Fenomena “kehilangan cahaya” setelah banyak diekspos sering terjadi. Banyak contoh anak-anak yang dulunya tampil bersinar, bahkan diangkat oleh media, namun perlahan kehilangan kecemerlangan mereka. Seorang teman penulis yang dulunya hafizh Al-Qur’an dan menjuarai lomba nasional, saat masuk perguruan tinggi justru mengalami kemunduran. Hafalannya memudar, dan akhirnya ia harus mulai membaca kembali dari mushaf.

Contoh lainnya adalah seorang qari muda tunanetra yang sempat viral di televisi. Paparan publik yang terlalu besar dikhawatirkan membebani mental anak-anak yang belum siap, sehingga malah mematikan semangat dan daya tahan mereka.

Hindari kebiasaan membanggakan anak secara berlebihan di hadapan publik.

Jauhkan anak dari perasaan takjub terhadap diri sendiri—yang bisa menjadi awal dari kehancuran batin mereka.

Lindungi “cahaya” mereka, seperti menjaga nyala lilin dari tiupan angin agar tak padam.

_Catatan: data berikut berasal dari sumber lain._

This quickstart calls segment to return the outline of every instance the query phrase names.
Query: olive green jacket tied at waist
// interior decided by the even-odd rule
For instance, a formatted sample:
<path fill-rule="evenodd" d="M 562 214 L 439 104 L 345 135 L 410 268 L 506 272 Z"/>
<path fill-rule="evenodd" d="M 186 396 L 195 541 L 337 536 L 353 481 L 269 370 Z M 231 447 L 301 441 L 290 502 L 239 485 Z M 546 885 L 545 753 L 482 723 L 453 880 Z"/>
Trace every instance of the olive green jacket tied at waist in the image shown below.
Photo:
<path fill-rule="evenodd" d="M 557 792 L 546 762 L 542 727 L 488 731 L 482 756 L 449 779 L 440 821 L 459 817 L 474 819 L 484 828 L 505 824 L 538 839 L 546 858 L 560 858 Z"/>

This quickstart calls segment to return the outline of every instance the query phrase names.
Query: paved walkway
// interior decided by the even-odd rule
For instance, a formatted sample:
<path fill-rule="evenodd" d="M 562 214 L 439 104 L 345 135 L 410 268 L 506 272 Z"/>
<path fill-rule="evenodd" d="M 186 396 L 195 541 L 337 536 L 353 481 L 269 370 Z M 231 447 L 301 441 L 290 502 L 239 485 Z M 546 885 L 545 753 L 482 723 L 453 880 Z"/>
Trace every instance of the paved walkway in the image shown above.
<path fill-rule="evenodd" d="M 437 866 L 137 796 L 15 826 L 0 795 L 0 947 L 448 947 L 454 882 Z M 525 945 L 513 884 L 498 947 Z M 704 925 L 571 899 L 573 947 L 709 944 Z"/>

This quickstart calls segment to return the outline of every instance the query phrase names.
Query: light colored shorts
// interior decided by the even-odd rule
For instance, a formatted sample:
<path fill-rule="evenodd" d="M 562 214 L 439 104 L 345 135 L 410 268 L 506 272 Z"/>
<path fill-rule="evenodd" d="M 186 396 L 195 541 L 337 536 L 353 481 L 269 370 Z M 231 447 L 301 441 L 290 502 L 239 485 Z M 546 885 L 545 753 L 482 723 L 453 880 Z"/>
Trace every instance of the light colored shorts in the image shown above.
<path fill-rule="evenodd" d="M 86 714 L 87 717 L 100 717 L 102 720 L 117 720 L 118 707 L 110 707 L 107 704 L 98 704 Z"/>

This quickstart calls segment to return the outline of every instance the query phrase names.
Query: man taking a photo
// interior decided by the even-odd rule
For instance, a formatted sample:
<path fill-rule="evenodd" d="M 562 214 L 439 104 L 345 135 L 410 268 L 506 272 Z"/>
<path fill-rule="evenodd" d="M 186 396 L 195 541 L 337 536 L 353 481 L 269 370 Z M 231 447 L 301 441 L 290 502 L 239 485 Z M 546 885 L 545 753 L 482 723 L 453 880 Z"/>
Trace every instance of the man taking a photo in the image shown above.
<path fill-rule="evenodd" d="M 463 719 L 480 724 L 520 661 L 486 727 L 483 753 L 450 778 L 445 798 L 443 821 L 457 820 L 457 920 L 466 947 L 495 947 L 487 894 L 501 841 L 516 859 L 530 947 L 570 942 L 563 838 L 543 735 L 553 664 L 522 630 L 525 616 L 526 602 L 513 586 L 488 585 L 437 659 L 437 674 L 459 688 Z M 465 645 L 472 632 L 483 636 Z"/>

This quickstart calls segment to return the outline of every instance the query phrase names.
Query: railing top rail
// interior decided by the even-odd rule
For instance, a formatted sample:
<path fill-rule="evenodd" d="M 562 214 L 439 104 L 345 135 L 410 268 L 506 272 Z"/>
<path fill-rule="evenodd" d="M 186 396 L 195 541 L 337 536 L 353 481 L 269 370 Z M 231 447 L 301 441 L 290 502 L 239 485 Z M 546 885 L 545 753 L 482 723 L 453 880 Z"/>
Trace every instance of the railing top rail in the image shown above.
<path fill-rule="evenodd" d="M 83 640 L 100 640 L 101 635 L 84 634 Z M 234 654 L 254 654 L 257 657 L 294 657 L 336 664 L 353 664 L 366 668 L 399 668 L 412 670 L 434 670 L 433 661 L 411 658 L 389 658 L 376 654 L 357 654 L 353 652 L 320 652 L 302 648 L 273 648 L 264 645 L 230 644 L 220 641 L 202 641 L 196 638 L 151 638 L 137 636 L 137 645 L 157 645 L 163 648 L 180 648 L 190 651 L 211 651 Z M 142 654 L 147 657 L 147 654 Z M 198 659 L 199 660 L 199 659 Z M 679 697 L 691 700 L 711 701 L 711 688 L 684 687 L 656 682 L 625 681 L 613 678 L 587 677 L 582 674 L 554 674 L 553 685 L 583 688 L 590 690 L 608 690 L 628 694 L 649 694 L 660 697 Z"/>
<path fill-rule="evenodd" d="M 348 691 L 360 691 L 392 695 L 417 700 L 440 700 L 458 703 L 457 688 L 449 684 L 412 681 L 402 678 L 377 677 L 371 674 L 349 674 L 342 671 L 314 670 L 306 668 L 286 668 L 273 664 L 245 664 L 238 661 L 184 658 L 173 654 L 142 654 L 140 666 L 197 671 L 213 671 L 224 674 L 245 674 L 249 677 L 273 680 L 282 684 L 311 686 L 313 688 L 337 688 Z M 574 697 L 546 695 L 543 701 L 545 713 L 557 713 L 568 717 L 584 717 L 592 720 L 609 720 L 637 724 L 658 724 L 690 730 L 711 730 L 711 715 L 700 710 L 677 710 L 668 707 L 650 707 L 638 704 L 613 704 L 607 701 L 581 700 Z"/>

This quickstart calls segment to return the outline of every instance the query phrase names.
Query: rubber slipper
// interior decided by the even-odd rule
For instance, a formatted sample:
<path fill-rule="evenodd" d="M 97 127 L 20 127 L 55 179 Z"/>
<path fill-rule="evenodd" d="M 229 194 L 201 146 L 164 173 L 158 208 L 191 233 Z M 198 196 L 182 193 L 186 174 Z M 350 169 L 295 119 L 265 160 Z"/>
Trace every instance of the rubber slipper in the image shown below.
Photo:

Cara Melindungi Diri dari ‘Ain (Pandangan Hasad)

Syekh Yusri juga mengajarkan amalan yang dapat diamalkan untuk perlindungan dari ‘ain, yaitu:

Membaca Surah al-Ikhlas, al-Falaq, dan an-Nas masing-masing 3 kali setiap pagi dan sore. Tiupkan ke telapak tangan, lalu usapkan ke wajah dan tubuh.

Membaca doa ini sebanyak 3 kali:

بِسْمِ اللَّهِ الَّذِي لَا يَضُرُّ مَعَ اسْمِهِ شَيْءٌ فِي الْأَرْضِ وَلَا فِي السَّمَاءِ وَهُوَ السَّمِيعُ الْعَلِيمُ

Membaca doa berikut juga sebanyak 3 kali:

أَعُوذُ بِكَلِمَاتِ اللَّهِ التَّامَّةِ مِنْ كُلِّ شَيْطَانٍ وَهَامَّةٍ وَمِنْ كُلِّ عَيْنٍ لَامَّةٍ

Membaca Ayat Kursi setiap selesai shalat.

Jika amalan ini dilakukan secara rutin, insya Allah akan menjadi benteng pelindung. Kalaupun terkena ‘ain, efeknya ringan dan mudah pulih—seperti rasa lemas, pusing, atau hanya bersin ringan.

Penulis mengenang seorang mahasiswi cerdas bernama Syiam. Ia memiliki banyak prestasi: nilai sempurna, fisik prima, dan merupakan atlet nasional. Namun takdir berkata lain. Setelah mengalami kecelakaan kecil, ia wafat sebagai syahidah. Masjid kampus bahkan dinamai dengan namanya, karena begitu banyak yang kehilangan sosoknya.

Contoh lain datang dari seorang profesor yang terlalu membanggakan anaknya yang luar biasa pintar. Karena terlalu terekspos dan terlibat pergaulan yang salah, anak tersebut mengalami gangguan mental dan akhirnya mengakhiri hidupnya sendiri.

Terlalu mengekspose nikmat bisa membuka pintu hasad. Umat Nabi Muhammad ﷺ adalah umat yang diberkahi, tapi juga yang paling sering menjadi sasaran kedengkian. Bahkan Rasulullah ﷺ sendiri pernah disihir dan terkena dampak pandangan hasad.

Syekh Yusri hafizhahullah menambahkan:

“Kalau kamu rutin membaca hizib pagi-sore al-Zaruqiyah dalam Thariqah ash-Shiddiqiyah, maka tidak ada satu pun makhluk hasad atau jin yang bisa menyentuhmu.”

Menjaga nikmat bukan berarti menyembunyikannya sepenuhnya, tetapi menempatkannya dengan adab dan hikmah. Karena tidak semua cahaya harus disorot. Sebagian justru harus diselubungi, agar tidak padam sebelum waktunya.